Kisah Tak Biasa Wanita Gagal Punya Anak gegara Trauma Sperma Suami

Posted on

Seorang wanita berusia 29 tahun di Lithuania dilaporkan mengalami kesulitan untuk hamil meski telah mencoba berbagai upaya, termasuk program bayi tabung (in vitro fertilization/IVF) sebanyak dua kali.

Sayangnya, semua upaya itu gagal tanpa diketahui penyebab pastinya. Meski telah menjalani pemeriksaan ginekologi, hasilnya tidak menunjukkan adanya gangguan pada sistem reproduksi.

Namun, sebagaimana dilansir dari infoHealth, riwayat medis menunjukkan bahwa wanita tersebut memiliki asma dan alergi terhadap berbagai alergen seperti jamur, bulu kucing, debu, serbuk sari, hingga tungau rumah.

Hasil tes darah menunjukkan kadar eosinofil atau sel darah putih yang biasanya meningkat saat terjadi reaksi alergi sangat tinggi. Kondisi ini mendorong tim medis untuk menggali lebih jauh kemungkinan bahwa alergi berperan dalam masalah infertilitas yang dialaminya.

“Pasien juga sangat sensitif terhadap protein yang disebut alergen Canis familiaris 5 (Can f 5), yang ditemukan dalam bulu dan urine anjing. Kondisi ini juga dapat mengindikasikan sensitivitas terhadap jenis protein serupa yang ditemukan dalam air mani manusia,” tulis para dokter.

Dari hasil pengujian alergi lanjutan, ditemukan bahwa pasien sangat sensitif terhadap protein Can f 5, yang terdapat dalam bulu dan urin anjing jantan. Protein ini diketahui memiliki struktur yang mirip dengan protein dalam plasma air mani manusia.

Setelah pasien mengungkapkan bahwa dirinya kerap mengalami gejala alergi seperti bersin dan hidung tersumbat usai berhubungan seksual tanpa kondom, tim dokter melakukan tes alergi menggunakan sampel air mani dari pasangannya.

Hasil tes mengonfirmasi bahwa pasien mengalami alergi terhadap plasma air mani, yaitu cairan yang membawa sel sperma. Alergi ini diyakini bisa menyebabkan peradangan pada organ reproduksi wanita, yang berpotensi mempersulit terjadinya kehamilan.

Meski belum bisa dipastikan apakah alergi ini juga memengaruhi keberhasilan IVF, para dokter menduga bahwa reaksi imun yang terjadi mungkin turut berperan dalam kegagalan prosedur tersebut.
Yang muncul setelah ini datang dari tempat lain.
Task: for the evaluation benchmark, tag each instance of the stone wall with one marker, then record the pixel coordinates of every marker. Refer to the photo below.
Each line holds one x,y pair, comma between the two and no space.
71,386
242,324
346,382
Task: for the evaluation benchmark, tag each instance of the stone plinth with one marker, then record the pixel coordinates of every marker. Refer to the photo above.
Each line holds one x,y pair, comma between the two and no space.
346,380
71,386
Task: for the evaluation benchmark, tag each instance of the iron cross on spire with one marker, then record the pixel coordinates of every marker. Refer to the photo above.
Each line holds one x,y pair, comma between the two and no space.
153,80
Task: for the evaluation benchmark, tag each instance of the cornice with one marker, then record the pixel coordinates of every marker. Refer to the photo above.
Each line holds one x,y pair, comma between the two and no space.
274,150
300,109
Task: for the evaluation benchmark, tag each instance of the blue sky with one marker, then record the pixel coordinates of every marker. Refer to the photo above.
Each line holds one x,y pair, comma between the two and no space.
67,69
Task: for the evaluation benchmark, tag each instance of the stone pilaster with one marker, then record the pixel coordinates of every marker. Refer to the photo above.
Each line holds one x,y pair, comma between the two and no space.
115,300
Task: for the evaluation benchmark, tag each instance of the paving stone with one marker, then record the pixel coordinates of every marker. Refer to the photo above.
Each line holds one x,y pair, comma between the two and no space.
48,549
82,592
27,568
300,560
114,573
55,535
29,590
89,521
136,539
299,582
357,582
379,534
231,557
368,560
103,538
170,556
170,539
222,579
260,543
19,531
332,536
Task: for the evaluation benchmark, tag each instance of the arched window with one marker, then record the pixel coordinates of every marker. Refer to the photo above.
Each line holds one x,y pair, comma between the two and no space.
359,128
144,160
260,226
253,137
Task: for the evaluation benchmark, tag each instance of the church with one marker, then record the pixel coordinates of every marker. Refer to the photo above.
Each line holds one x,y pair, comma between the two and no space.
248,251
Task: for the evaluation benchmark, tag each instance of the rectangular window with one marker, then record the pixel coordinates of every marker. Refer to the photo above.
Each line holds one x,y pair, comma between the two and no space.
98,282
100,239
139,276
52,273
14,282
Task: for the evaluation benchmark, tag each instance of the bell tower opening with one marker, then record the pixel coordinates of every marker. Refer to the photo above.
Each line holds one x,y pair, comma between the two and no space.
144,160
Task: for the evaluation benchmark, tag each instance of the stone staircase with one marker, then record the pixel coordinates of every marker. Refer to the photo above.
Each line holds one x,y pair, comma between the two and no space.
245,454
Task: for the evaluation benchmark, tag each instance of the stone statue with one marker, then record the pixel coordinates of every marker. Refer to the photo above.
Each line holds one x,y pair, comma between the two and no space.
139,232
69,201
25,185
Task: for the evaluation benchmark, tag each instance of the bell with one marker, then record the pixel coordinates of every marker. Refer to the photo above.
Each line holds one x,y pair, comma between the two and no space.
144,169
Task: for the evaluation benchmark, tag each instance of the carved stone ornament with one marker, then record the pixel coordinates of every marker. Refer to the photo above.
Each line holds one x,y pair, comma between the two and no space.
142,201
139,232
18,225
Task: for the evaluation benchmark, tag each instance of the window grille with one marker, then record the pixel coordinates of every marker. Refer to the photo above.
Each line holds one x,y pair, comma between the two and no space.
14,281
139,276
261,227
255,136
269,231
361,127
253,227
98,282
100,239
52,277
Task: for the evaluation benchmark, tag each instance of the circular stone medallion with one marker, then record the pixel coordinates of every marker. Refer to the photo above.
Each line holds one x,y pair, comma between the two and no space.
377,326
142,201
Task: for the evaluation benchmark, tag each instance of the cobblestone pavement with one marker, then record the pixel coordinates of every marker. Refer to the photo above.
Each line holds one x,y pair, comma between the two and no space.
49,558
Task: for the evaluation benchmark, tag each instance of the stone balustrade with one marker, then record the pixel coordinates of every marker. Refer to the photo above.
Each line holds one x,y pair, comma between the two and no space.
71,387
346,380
Biasanya, penanganan alergi air mani dilakukan melalui desensitisasi, yaitu memasukkan air mani ke tubuh pasien dengan dosis bertahap untuk membangun toleransi. Namun, metode ini tidak tersedia di Lithuania.

Pasien sempat disarankan menggunakan kondom untuk mencegah kontak langsung, tetapi menolak karena masih berharap bisa hamil secara alami. Ia kemudian mencoba mengonsumsi antihistamin sebelum berhubungan, tetapi upaya itu tidak berhasil meredakan gejala.

Dalam kunjungan lanjutan tiga tahun setelahnya, pasien mengaku belum juga hamil. Bahkan, gejala alergi yang dialaminya semakin parah, termasuk rasa terbakar di area genital, mata berair, dan kelopak mata membengkak usai berhubungan intim.

“Gejala alergi yang muncul berupa rasa terbakar pada vulva, kelopak mata bengkak, dan mata berair. Tidak ada perawatan lebih lanjut yang direkomendasikan,” terang dokter.

Untuk saat ini, belum ada pengobatan lanjutan yang direkomendasikan. Kasus ini menjadi pengingat bahwa gangguan kesuburan tidak selalu bersumber dari kelainan struktural atau hormonal, melainkan bisa juga disebabkan oleh kondisi imunologis langka seperti alergi terhadap air mani.